Harry Forbes (Catholic News Service) says that character won't appeal to many moviegoers, even though "Norwegian writer-director Bent Hamer captures Hank's desolate world with uncompromising exactitude, but the film's pacing is, to put it charitably, deliberate at best. … While [the characters'] behavior is reprehensible across the board, the film presents it as such, without glorification. But the unrelenting ugliness of the story and language, strong sexual elements and overall amoral behavior of its protagonists—despite the film's literary pedigree—will seriously limit its appeal."
Mainstream critics are divided. Some praise it as one of the best adaptations of Bukowski's work, others find it too slow and monotonous.

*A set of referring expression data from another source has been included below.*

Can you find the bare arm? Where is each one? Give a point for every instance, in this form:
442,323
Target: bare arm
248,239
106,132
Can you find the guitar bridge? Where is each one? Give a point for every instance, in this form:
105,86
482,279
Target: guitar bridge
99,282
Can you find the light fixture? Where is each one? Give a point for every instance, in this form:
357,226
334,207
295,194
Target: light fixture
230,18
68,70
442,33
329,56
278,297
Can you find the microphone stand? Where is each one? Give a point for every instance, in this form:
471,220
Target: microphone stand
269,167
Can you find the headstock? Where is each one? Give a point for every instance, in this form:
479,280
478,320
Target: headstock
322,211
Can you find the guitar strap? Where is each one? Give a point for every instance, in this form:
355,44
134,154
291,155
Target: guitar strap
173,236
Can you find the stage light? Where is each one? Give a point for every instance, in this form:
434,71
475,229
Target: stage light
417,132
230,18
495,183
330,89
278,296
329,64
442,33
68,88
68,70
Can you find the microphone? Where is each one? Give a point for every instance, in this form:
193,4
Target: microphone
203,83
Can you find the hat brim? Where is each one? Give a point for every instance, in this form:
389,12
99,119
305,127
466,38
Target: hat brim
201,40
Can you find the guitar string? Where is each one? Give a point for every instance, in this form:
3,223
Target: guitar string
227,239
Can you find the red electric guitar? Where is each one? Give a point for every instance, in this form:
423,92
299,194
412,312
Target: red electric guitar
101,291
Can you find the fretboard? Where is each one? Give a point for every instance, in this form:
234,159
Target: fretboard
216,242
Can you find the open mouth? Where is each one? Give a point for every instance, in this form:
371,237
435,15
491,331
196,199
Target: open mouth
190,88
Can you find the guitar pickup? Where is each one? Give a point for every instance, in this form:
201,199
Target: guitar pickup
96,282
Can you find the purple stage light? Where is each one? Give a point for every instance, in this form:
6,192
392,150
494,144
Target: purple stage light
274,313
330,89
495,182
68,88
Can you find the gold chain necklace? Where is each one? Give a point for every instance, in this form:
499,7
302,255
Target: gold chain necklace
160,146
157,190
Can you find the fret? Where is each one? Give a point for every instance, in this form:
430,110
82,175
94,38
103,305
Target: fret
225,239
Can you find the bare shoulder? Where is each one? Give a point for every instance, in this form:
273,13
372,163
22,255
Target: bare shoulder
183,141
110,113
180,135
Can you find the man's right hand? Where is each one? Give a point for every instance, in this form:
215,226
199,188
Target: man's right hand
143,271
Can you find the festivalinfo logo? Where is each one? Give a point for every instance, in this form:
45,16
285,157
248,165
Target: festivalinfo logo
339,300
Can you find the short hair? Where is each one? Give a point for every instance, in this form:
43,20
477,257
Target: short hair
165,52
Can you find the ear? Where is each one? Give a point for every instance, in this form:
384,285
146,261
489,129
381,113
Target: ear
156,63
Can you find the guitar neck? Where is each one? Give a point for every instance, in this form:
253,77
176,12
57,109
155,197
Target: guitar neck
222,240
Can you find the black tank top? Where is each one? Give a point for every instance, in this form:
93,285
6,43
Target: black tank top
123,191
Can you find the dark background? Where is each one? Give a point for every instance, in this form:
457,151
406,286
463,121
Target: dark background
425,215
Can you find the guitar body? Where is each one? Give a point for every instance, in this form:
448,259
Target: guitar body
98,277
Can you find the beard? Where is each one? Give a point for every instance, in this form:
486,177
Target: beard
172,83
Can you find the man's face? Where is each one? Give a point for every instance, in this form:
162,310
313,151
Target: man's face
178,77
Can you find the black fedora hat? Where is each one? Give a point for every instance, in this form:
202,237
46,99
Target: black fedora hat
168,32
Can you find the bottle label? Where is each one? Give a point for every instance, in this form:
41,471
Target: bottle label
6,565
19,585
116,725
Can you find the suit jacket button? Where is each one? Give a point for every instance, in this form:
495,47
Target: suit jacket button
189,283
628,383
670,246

More reviews of recent releases
Little Miss Sunshine: Josh Hurst (Reveal) calls it "a movie so filled with compassion and grace that it just might be the year's most inspiring film anyway. … It's the best ensemble cast all year, and each one of them totally nails the performance. … It's a hysterically funny film. It's also touching, shocking, and full of surprises. And most importantly, it's redemptive. Loving your neighbor isn't always easy, and the film doesn't settle for easy or sentimental answers. So while it's not family-friendly—the R rating should be taken seriously—it just might be the best family comedy of the year."
Steven Isaac (Plugged In) admits that the big finale of the Hoovers' story moved him to tears. "I was rooting wholeheartedly for them to come out on the other side as better people and as a more intact family."
But he has trouble with a lot of what went on along the way. "There's no denying that life is sad and ugly and funny, sometimes all at once. So it's not my task here to debate Carell's and Berger's statements. What is my task is dealing with whether such truthfulness should be used as an excuse to fill up a film with better than 50 profanities and obscenities. And depictions of illegal drug abuse. And exhortations for teens to have as much sex as they possibly can."